Acting on a report received from a barangay official and an informant that Adriano was selling drugs, the police formed a team to conduct a buy-bust operation to entrap Adriano, designating PO1 Morales as the poseur-buyer, and marking the buy-bust money consisting of ten P100.00 bills with the initials “PC”. PO1 Morales bought P200.00 worth of shabu from Adriano. Upon giving Adriano the marked money and after receiving a plastic sachet containing white crystalline substance, PO1 Morales signaled his team to arrest Adriano. PO2 Ronnie Fabroa immediately arrested Adriano.
Accused-appellant avers that the shabu allegedly seized from his possession is inadmissible because the warrantless arrest of his person is invalid and that the arresting officers violated Section 21 of RA 9165.

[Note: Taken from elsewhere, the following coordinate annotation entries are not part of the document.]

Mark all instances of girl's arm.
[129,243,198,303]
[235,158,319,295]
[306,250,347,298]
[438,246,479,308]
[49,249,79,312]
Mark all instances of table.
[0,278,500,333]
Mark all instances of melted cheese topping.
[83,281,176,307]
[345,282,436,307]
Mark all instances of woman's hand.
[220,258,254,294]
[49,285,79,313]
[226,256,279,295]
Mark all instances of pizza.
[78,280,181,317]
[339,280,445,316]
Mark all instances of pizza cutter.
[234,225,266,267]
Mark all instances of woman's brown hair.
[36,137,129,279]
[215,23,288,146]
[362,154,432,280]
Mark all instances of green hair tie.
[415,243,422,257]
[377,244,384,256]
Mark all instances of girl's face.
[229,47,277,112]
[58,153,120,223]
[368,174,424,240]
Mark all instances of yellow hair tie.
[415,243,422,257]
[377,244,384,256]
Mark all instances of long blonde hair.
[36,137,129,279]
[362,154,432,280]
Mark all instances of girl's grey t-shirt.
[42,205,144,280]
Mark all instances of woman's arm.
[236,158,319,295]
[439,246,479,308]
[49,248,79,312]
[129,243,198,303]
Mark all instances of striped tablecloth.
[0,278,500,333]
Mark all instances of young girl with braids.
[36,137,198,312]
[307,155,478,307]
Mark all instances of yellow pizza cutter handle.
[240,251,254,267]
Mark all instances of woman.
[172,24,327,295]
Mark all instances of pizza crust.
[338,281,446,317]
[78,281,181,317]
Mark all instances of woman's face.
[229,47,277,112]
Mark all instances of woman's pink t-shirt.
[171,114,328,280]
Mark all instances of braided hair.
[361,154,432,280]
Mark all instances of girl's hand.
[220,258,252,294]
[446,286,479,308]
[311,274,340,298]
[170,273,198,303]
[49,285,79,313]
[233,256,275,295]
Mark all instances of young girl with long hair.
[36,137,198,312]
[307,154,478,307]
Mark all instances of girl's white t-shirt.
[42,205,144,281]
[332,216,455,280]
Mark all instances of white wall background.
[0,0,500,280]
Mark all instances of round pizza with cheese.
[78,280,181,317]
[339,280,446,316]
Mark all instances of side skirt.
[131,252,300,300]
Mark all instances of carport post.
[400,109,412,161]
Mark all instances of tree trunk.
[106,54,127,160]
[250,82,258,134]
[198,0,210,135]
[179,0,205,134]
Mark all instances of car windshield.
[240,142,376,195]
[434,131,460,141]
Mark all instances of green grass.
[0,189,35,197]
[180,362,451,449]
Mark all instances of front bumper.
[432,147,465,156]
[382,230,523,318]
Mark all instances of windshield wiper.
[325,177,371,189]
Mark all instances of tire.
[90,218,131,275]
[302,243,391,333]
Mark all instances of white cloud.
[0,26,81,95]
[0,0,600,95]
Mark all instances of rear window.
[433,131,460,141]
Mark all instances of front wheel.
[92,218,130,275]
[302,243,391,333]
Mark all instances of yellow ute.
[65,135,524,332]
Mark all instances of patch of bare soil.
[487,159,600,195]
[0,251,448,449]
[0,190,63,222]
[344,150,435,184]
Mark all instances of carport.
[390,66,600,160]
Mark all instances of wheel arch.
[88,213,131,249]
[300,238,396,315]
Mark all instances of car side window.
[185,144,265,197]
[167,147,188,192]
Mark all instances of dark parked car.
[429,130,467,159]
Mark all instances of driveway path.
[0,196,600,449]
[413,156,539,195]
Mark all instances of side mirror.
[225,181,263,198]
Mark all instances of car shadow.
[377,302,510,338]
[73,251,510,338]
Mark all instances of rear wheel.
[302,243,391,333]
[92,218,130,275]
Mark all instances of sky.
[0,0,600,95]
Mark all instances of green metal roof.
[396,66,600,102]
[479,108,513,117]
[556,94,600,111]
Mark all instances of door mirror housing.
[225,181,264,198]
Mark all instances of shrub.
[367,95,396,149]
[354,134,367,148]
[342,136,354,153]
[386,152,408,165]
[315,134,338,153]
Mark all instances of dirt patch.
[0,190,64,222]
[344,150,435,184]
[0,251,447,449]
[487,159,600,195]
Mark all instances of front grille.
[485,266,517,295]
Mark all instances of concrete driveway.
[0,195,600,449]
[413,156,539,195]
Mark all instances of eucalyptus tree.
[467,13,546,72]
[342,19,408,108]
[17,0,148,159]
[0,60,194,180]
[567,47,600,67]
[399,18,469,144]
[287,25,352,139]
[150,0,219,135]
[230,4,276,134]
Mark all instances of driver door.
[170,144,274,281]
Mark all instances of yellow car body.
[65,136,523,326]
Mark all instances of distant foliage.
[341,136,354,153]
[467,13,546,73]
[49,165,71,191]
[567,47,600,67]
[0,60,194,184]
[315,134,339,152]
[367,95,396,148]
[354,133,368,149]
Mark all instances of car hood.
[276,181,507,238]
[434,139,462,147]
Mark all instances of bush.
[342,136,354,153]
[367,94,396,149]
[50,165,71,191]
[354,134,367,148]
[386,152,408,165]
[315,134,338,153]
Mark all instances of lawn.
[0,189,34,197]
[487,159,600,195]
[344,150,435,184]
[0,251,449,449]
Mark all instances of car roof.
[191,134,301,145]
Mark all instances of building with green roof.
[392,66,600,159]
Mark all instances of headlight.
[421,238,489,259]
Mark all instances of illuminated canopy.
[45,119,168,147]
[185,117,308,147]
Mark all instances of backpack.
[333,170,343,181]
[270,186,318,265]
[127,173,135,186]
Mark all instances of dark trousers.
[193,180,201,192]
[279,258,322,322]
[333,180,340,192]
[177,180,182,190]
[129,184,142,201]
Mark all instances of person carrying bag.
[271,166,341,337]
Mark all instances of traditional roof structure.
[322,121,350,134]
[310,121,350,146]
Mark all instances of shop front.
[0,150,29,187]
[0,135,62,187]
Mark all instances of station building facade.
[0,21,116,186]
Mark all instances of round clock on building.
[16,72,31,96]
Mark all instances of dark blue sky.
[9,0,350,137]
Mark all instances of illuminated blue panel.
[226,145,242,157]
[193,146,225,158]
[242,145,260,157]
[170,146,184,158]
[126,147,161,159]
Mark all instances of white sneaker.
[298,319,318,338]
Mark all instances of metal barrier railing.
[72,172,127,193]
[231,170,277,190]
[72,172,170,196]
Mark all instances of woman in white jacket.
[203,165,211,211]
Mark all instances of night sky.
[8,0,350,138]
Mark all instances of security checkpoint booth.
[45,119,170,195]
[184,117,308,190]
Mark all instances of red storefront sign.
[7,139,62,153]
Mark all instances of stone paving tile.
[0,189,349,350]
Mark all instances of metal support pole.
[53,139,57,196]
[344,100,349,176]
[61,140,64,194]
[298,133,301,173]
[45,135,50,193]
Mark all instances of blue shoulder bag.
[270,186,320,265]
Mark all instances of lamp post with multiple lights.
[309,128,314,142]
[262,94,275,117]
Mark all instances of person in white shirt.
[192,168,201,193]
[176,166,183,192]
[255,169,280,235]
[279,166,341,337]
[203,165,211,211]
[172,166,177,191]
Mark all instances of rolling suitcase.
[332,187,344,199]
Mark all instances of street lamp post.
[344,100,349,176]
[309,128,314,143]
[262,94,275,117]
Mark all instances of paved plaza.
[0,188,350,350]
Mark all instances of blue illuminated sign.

Is the accused-appellant guilty beyond reasonable doubt of the crime of illegal sale of shabu?
YES, the prosecution was able to prove accused-appellants guilt beyond reasonable doubt. In prosecutions for illegal sale of dangerous drugs, the following two (2) elements must be duly established: (1) proof that the transaction or sale took place; and (2) the presentation in court of the corpus delicti or the illicit drug as evidence. In the case at bar, the prosecution duly established the two (2) elements: (1) to account that the transaction or sale indeed took place, PO1 Morales narrated the transaction in a clear and direct manner; and (2) the seized illegal drugs and marked money were presented before the trial court as proof of the identity of the object of the crime and of the corpus delicti.

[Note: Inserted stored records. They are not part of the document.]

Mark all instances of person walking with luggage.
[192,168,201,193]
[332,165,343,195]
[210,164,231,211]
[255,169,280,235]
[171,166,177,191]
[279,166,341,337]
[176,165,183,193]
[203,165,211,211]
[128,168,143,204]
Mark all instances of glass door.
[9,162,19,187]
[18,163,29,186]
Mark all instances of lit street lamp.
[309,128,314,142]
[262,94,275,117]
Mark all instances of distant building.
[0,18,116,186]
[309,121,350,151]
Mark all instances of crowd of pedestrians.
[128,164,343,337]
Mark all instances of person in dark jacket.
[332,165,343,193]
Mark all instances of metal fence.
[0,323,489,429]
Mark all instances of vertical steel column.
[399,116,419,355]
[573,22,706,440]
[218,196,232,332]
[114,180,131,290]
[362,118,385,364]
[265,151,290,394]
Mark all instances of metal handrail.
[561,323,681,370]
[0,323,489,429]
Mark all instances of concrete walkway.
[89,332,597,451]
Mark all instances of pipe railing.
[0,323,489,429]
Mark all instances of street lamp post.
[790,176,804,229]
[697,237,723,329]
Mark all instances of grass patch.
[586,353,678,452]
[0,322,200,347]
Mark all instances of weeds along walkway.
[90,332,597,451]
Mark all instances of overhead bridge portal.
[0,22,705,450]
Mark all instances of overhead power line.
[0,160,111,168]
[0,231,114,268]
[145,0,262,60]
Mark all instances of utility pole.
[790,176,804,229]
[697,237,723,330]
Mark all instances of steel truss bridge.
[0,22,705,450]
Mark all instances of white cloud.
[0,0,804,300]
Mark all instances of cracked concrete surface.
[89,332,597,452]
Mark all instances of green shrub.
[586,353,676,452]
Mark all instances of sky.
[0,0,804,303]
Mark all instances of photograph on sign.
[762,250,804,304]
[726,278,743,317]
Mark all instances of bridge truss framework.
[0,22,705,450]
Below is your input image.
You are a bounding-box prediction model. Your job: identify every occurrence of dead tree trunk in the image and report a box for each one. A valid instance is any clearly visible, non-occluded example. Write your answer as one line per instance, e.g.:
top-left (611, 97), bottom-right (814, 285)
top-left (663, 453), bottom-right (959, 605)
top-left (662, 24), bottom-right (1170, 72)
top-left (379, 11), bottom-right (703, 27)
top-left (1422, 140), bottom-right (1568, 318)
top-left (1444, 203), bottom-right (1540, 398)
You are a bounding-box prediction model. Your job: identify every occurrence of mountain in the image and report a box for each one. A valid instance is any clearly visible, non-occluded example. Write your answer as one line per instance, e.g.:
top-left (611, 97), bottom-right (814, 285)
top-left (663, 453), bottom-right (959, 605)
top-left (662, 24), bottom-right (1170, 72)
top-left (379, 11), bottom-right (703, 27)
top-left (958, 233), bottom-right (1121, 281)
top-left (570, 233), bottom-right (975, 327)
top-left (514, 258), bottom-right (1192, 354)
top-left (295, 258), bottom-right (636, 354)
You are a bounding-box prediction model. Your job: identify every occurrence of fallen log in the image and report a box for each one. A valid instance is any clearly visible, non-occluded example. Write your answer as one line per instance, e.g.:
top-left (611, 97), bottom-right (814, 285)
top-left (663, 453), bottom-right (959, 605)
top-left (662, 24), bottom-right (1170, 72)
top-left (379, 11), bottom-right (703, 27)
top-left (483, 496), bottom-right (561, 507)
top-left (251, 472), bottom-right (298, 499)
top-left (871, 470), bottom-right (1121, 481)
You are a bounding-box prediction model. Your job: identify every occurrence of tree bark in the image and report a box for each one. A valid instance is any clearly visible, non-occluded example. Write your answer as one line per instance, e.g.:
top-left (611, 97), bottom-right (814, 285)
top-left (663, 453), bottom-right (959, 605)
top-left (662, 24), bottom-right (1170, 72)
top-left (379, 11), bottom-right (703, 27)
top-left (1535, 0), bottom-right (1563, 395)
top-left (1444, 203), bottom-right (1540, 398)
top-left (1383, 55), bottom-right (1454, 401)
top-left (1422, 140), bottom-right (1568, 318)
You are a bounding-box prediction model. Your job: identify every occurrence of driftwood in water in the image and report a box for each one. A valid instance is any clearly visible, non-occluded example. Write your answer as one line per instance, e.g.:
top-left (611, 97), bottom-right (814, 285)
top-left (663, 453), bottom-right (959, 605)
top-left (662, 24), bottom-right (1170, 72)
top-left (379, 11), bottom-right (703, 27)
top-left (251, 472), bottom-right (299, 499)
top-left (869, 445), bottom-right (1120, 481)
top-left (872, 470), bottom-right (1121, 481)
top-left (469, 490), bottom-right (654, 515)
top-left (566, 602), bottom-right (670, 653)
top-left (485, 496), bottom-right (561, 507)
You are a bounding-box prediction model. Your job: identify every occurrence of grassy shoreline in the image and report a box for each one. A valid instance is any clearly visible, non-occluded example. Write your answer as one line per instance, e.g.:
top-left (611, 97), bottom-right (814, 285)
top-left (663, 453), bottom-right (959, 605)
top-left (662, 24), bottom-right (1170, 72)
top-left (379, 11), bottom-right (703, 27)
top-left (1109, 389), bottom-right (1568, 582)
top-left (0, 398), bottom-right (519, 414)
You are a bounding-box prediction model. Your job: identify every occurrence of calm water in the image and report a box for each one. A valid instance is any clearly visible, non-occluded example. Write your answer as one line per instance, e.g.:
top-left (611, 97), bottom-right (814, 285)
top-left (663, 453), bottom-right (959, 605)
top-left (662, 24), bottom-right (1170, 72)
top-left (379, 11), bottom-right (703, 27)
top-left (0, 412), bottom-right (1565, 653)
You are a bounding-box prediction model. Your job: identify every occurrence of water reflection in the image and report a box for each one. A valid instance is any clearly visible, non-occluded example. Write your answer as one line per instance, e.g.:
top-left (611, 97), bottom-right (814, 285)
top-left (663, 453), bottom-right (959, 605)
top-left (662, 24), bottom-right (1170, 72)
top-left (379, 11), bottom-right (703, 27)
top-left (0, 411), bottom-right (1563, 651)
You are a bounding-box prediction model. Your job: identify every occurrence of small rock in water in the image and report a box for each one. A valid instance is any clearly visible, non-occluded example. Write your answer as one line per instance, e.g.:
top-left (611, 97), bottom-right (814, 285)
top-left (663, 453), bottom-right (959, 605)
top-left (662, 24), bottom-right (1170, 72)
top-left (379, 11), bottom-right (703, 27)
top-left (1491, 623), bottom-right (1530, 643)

The argument on the arresting officers’ noncompliance with Section 21 of R.A. No. 9165 deals with the procedure for the custody and disposition of confiscated, seized or surrendered dangerous drugs. The Implementing Rules of RA 9165, however, offer some measure of flexibility through the proviso, “non-compliance with these requirements under justifiable grounds, as long as the integrity and the evidentiary value of the seized items are properly preserved by the apprehending officer/team, shall not render void and invalid such seizures of and custody over said items”. Otherwise stated, non-compliance does not invalidate the seizure or render the arrest of the accused illegal or the items seized from him as inadmissible as long as the integrity and evidentiary value of the seized items are preserved.

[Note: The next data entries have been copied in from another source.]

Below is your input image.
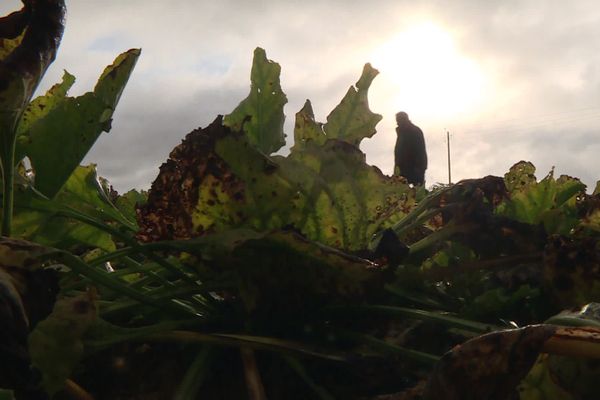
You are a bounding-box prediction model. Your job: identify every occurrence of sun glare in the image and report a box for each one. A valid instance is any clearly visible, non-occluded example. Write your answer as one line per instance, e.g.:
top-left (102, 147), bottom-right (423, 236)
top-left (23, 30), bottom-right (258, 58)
top-left (371, 22), bottom-right (484, 118)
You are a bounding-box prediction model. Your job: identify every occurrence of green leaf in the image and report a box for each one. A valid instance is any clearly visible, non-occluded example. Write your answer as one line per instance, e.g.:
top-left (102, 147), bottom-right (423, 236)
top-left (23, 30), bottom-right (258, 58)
top-left (15, 71), bottom-right (75, 162)
top-left (114, 189), bottom-right (148, 223)
top-left (0, 1), bottom-right (65, 139)
top-left (291, 100), bottom-right (327, 151)
top-left (19, 49), bottom-right (140, 197)
top-left (0, 0), bottom-right (65, 236)
top-left (13, 164), bottom-right (130, 251)
top-left (504, 161), bottom-right (537, 192)
top-left (323, 64), bottom-right (382, 146)
top-left (223, 47), bottom-right (287, 155)
top-left (29, 291), bottom-right (97, 395)
top-left (273, 140), bottom-right (416, 250)
top-left (139, 119), bottom-right (415, 250)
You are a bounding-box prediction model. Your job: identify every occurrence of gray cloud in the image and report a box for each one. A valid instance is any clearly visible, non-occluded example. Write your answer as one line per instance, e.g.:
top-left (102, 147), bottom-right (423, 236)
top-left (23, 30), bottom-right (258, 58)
top-left (0, 0), bottom-right (600, 191)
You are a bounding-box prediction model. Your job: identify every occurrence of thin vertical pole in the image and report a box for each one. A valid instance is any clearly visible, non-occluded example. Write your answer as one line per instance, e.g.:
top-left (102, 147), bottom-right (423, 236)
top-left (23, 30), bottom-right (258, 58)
top-left (446, 131), bottom-right (452, 185)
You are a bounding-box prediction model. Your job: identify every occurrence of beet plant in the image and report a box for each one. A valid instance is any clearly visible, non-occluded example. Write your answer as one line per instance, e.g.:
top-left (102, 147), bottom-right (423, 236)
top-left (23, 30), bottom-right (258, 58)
top-left (0, 0), bottom-right (600, 399)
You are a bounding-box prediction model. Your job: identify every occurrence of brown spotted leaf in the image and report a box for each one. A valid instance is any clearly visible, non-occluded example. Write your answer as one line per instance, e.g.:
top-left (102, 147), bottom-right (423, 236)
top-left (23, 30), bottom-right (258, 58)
top-left (423, 325), bottom-right (557, 400)
top-left (0, 0), bottom-right (65, 153)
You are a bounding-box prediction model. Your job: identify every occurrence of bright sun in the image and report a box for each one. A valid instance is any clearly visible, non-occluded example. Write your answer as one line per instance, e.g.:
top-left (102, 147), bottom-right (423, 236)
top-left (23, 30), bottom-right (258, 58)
top-left (371, 22), bottom-right (484, 118)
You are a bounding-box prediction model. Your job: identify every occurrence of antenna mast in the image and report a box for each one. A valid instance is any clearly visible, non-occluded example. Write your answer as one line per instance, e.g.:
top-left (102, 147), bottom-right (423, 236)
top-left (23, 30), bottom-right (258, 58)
top-left (446, 130), bottom-right (452, 185)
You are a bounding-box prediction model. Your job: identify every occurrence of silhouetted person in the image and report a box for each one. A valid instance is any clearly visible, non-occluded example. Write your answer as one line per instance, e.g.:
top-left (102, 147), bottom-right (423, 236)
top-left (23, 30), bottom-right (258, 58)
top-left (394, 112), bottom-right (427, 185)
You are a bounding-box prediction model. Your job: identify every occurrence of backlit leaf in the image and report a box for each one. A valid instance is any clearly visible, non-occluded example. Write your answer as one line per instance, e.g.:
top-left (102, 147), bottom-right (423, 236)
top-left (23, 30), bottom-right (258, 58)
top-left (223, 47), bottom-right (287, 155)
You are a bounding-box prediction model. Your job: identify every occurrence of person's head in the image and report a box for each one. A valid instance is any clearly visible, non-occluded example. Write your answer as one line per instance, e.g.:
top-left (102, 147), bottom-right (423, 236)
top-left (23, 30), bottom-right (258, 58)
top-left (396, 111), bottom-right (410, 126)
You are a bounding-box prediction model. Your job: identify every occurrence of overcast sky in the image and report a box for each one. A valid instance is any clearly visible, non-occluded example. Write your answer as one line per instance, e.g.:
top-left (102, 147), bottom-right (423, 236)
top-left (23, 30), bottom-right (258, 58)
top-left (0, 0), bottom-right (600, 191)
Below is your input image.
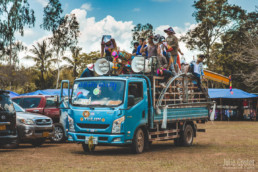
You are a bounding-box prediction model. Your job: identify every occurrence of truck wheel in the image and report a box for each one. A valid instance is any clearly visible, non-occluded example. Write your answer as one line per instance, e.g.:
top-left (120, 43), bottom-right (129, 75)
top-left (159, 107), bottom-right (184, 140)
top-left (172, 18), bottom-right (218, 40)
top-left (174, 136), bottom-right (183, 146)
top-left (82, 143), bottom-right (95, 153)
top-left (50, 123), bottom-right (65, 143)
top-left (132, 128), bottom-right (145, 154)
top-left (31, 138), bottom-right (46, 147)
top-left (182, 124), bottom-right (194, 146)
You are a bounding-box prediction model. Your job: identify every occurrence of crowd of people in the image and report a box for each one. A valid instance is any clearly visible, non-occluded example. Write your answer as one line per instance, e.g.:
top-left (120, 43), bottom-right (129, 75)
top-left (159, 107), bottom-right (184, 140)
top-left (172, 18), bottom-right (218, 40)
top-left (81, 27), bottom-right (205, 89)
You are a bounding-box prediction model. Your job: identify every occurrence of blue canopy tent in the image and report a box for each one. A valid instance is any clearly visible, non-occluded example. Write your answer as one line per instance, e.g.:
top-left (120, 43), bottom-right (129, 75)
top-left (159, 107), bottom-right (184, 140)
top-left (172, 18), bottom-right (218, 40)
top-left (208, 88), bottom-right (258, 99)
top-left (20, 89), bottom-right (68, 96)
top-left (9, 91), bottom-right (19, 98)
top-left (208, 88), bottom-right (258, 121)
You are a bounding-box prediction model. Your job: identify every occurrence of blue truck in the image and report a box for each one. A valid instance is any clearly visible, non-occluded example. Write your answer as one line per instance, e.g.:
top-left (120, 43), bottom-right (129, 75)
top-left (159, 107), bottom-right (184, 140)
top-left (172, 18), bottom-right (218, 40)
top-left (60, 74), bottom-right (212, 153)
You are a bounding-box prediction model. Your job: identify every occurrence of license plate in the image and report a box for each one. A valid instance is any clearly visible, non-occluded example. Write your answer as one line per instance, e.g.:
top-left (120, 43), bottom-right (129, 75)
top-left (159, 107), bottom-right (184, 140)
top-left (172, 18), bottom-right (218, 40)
top-left (0, 125), bottom-right (6, 130)
top-left (42, 132), bottom-right (49, 137)
top-left (85, 137), bottom-right (98, 145)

To prove that the integrity and evidentiary value of the seized items are preserved, the Implementing Rules allow the prosecution to establish an unbroken chain of custody of the seized item, which in this case, has been duly established by the prosecution. “Chain of custody” means the duly recorded authorized movements and custody of seized drugs or controlled chemicals from the time of seizure/confiscation to receipt in the forensic laboratory to safekeeping to presentation in court for destruction.
Despite the arresting officers’ failure to strictly observe the requirements of Section 21 on the custody and disposition of the seized items, the violation of the CDDA of 2002 was duly proven. The arresting officers duly recorded the movements and custody of the seized items from the time of seizure/confiscation to receipt by the forensic laboratory to
safekeeping up to presentation in court.
With regard to the warrantless arrest, the defense’s contention that the buy-bust team should have procured a search warrant for the validity of the buy-bust operation is misplaced for accused-appellant is clearly arrested in flagrante delicto by virtue of the entrapment proceedings.
As such, accused-appellant’s guilt of the violation of RA 9165 is proven beyond reasonable doubt.